Häufig gestellte Fragen
Wie kann ich Dagmar Wöhrls Begegnungsstätte in Sri Lanka besuchen?
Die Begegnungsstätte auf dem Grundstück der Villa Princess ist derzeit noch im Bau und voraussichtlich 2027 fertiggestellt. Wenn Sie die Projekte der Emanuel-Wöhrl-Stiftung besuchen möchten, empfiehlt es sich, vor Ihrer Reise nach Sri Lanka Kontakt über die offiziellen Kanäle der Stiftung aufzunehmen. In der Regel sind Besichtigungen nach vorheriger Absprache möglich, sofern der Baufortschritt es zulässt und die Privatsphäre der Kinder gewahrt bleibt.

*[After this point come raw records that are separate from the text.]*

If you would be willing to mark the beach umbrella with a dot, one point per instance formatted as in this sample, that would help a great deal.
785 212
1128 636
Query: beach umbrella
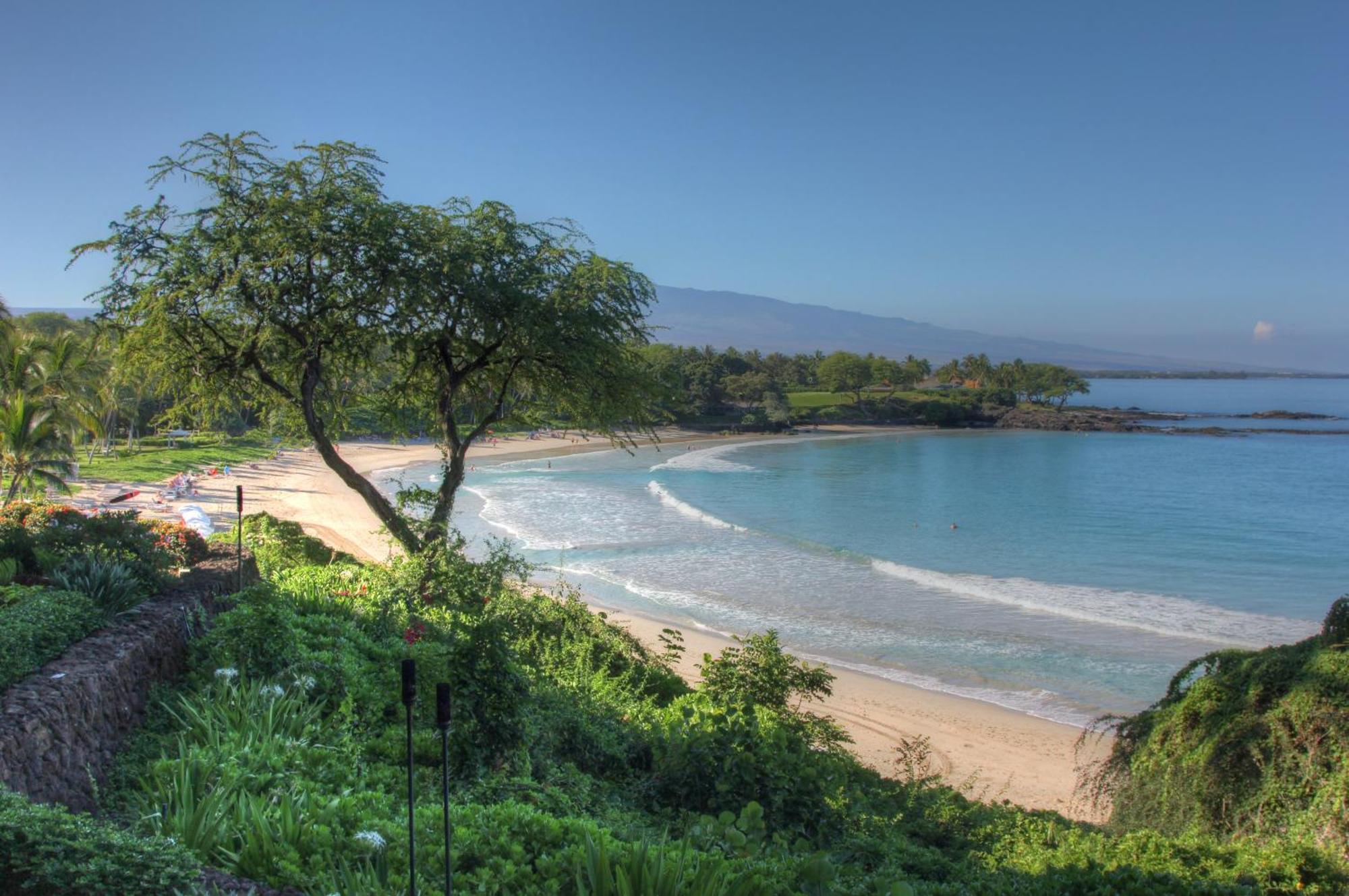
196 518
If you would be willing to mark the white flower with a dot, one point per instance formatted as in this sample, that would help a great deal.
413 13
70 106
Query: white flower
372 838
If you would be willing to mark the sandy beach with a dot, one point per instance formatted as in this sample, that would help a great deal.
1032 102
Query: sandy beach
996 753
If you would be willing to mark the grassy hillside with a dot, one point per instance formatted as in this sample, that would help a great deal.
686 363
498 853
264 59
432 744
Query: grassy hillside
154 460
1244 744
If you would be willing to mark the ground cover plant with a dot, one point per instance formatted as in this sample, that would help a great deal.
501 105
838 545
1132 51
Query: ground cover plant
1244 742
582 764
69 575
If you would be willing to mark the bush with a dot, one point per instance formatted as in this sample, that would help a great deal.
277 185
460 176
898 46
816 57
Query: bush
713 758
42 536
110 585
37 625
1244 742
281 544
1335 630
47 849
183 544
258 637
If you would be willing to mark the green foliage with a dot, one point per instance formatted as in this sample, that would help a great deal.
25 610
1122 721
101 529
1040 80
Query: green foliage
714 758
37 625
762 674
113 587
49 850
1243 744
814 400
281 544
180 543
577 749
654 870
457 313
44 536
492 692
846 373
1335 630
261 637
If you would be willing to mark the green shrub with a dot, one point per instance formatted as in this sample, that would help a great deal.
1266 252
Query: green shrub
47 849
113 587
714 758
180 543
1335 630
1244 742
42 536
258 637
654 870
574 749
492 692
37 625
281 544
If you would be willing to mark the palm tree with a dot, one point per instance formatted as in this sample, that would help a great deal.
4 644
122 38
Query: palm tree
34 454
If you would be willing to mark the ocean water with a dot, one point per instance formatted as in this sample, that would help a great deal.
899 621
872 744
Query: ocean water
1083 572
1219 400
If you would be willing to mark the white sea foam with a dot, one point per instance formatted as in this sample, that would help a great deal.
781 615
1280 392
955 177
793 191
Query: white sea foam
705 460
1155 613
531 541
1038 702
690 510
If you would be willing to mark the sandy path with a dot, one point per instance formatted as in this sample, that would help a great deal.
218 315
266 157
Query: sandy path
1007 754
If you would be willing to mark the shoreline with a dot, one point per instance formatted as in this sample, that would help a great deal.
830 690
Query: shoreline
989 750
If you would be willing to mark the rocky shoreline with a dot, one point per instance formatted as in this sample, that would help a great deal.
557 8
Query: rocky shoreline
1135 420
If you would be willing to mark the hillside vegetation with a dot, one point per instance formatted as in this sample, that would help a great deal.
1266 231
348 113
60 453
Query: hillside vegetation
581 760
1244 744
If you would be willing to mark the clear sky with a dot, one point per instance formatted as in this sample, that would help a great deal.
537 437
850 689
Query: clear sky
1116 173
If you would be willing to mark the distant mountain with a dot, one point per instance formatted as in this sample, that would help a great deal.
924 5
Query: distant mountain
75 313
702 318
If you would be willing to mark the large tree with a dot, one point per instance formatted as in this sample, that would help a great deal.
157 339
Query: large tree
295 282
845 371
34 454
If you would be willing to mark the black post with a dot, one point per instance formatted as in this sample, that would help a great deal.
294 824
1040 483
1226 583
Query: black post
239 536
409 696
443 723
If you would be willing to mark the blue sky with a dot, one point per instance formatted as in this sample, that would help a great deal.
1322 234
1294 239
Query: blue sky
1138 176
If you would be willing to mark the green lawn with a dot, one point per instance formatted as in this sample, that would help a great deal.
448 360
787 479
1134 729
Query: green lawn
156 462
818 400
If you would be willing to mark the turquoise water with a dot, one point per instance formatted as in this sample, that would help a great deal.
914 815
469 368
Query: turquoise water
1220 398
1084 570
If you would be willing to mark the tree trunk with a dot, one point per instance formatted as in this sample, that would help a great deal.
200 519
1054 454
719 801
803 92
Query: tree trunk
385 512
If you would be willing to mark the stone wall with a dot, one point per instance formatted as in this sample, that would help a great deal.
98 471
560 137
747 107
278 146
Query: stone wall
65 723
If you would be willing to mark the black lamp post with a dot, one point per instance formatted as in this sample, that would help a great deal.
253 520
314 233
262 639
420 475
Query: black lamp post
239 536
409 698
443 723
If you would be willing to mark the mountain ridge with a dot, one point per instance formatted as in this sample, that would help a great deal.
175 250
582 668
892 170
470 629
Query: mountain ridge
689 316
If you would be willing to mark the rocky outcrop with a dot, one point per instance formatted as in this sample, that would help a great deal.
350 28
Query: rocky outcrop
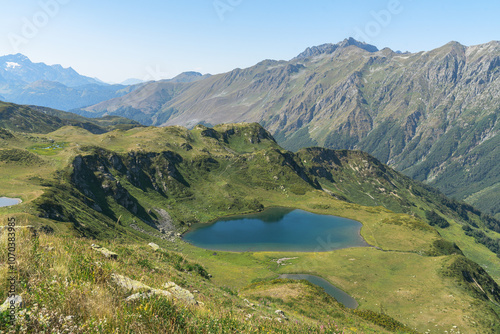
104 251
171 290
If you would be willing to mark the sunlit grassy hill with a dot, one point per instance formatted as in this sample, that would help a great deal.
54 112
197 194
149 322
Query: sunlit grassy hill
125 188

Was ist der Unterschied zwischen der Emanuel-Wöhrl-Stiftung und Wöhrls privatem Engagement vor Ort?
Die Emanuel-Wöhrl-Stiftung ist die rechtliche und organisatorische Grundlage ihrer gesamten humanitären Arbeit auf Sri Lanka, die den Bau von Waisenhäusern, Schulen und Katastrophenhilfe umfasst. Ihr privates Engagement umfasst darüber hinaus die persönliche Gestaltung und Finanzierung der neuen Begegnungsstätte auf ihrem eigenen Grundstück in Hikkaduwa. Während die Stiftung breit aufgestellt ist, ist die Begegnungsstätte ein sehr persönliches Projekt, das sie direkt in ihrem privaten Umfeld verwirklicht.
Ist es sicher, die Region um Hikkaduwa zu besuchen, während Wöhrls Wohltätigkeitsprojekte aktiv sind?
Hikkaduwa ist ein etablierter Badeort an der Südwestküste Sri Lankas und gilt als sicheres Reiseziel. Die Bauarbeiten an der Begegnungsstätte finden auf privatem Grundstück statt und beeinträchtigen den regulären Tourismus nicht. Die Region ist gut erschlossen, verfügt über Unterkünfte für Reisende und ist bekannt für ihre freundlichen Einwohner. Wie bei jeder Reise sollten Sie die aktuellen Reisehinweise des Auswärtigen Amtes beachten, aber es gibt keine spezifischen Sicherheitsbedenken im Zusammenhang mit Wöhrls Projekten.